En suivant le principe que le Grand Prix du dimanche est la course principale en MotoGP, la majorité des sanctions disciplinaires sont purgées lors de la course principale et non lors du Sprint.
Cependant, les Commissaires peuvent infliger des pénalités pendant un Sprint pour des infractions commises au cours de ce même Sprint.

Les pénalités pour :

  • Limites de piste (Track Limits)

  • Faux départ (Jump Start)

  • Infractions techniques

seront purgées lors du Sprint, selon des critères spécifiques définis dans le Règlement FIM MotoGP.

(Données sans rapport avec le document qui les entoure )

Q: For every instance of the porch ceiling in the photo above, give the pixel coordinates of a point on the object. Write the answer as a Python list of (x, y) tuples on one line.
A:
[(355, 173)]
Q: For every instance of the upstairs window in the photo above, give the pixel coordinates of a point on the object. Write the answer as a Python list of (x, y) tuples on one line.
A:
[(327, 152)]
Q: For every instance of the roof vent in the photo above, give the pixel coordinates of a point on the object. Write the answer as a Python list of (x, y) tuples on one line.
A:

PROTOCOLE CONCERNANT LES RACCOURCIS

Pour les pilotes coupant la piste, le principe est le suivant : un pilote ne peut tirer aucun avantage d’une coupe de piste et doit perdre du temps par rapport à un tour effectué intégralement sur la trajectoire normale.
Dans la mesure du possible, les sanctions seront appliquées pendant la course afin d’éviter des pénalités de temps après l’arrivée.
La sanction standard pour une coupe de piste est un Long Lap Penalty, lorsque cela est possible.

Résumé

Les zones de raccourcis sont définis par des boucles de chronométrage et communiqués à toutes les équipes avant la première séance d’essais. Ces boucles sont choisies de manière à permettre aux pilotes de franchir un point de chronométrage après la zone concernée, afin qu’ils sachent combien de temps ils doivent perdre. Il y a toujours une distance suffisante après ce point pour permettre au pilote de perdre le temps requis et ainsi éviter une Long Lap Penalty.

Si un pilote coupe la piste dans cette zone :

a) En essais : le temps au tour est annulé.
b) En course : le pilote doit perdre au minimum 1 seconde par rapport à son meilleur temps dans ce secteur jusqu’à ce moment de la course.

Les Commissaires prendront en compte l’évolution des conditions de piste ou tout incident pour déterminer si le temps requis a bien été perdu. En cas de défaillance du transpondeur, le temps au tour sera utilisé à la place du temps sectoriel.

  • Si le pilote perd au moins 1 seconde par rapport à son meilleur temps dans le secteur : aucune pénalité.

  • Si le pilote ne perd pas au moins 1 seconde : Long Lap Penalty.

  • Si le pilote gagne un temps significatif (selon l’appréciation des Commissaires FIM) : Long Lap Penalty + pénalité additionnelle.

  • Si le pilote coupe la piste parce qu’il a été contraint de sortir par un autre pilote : pénalité de temps uniquement pour tout avantage obtenu.

  • Toute position gagnée en coupant la piste doit être rendue. En cas de non-restitution, une pénalité pourra être infligée.

  • Lors du premier tour de course, où les contacts sont plus probables, les Commissaires peuvent appliquer les critères des Track Limits. Ainsi, si un pilote entre dans la zone de raccourci, cela peut ne pas être automatiquement considéré comme une coupure de piste. Toutefois, aucun avantage ne doit être tiré, sous peine de sanction.

Long Lap Penalty

Le Long Lap doit être effectuée dans un délai de 3 tours à compter du franchissement de la ligne d’arrivée suivant la notification.
Si la Long Lap n’est pas effectuée dans ce délai, des sanctions plus lourdes seront appliquées.

En cas de coupure de la piste en course, un message de LONG LAP penalty peut apparaître.
Le Long Lap doit être effectué dans les 3 tours suivant la notification.
Aucune pénalité ne sera appliquée si le pilote perd au moins 1 seconde dans le secteur défini pour la coupure de piste.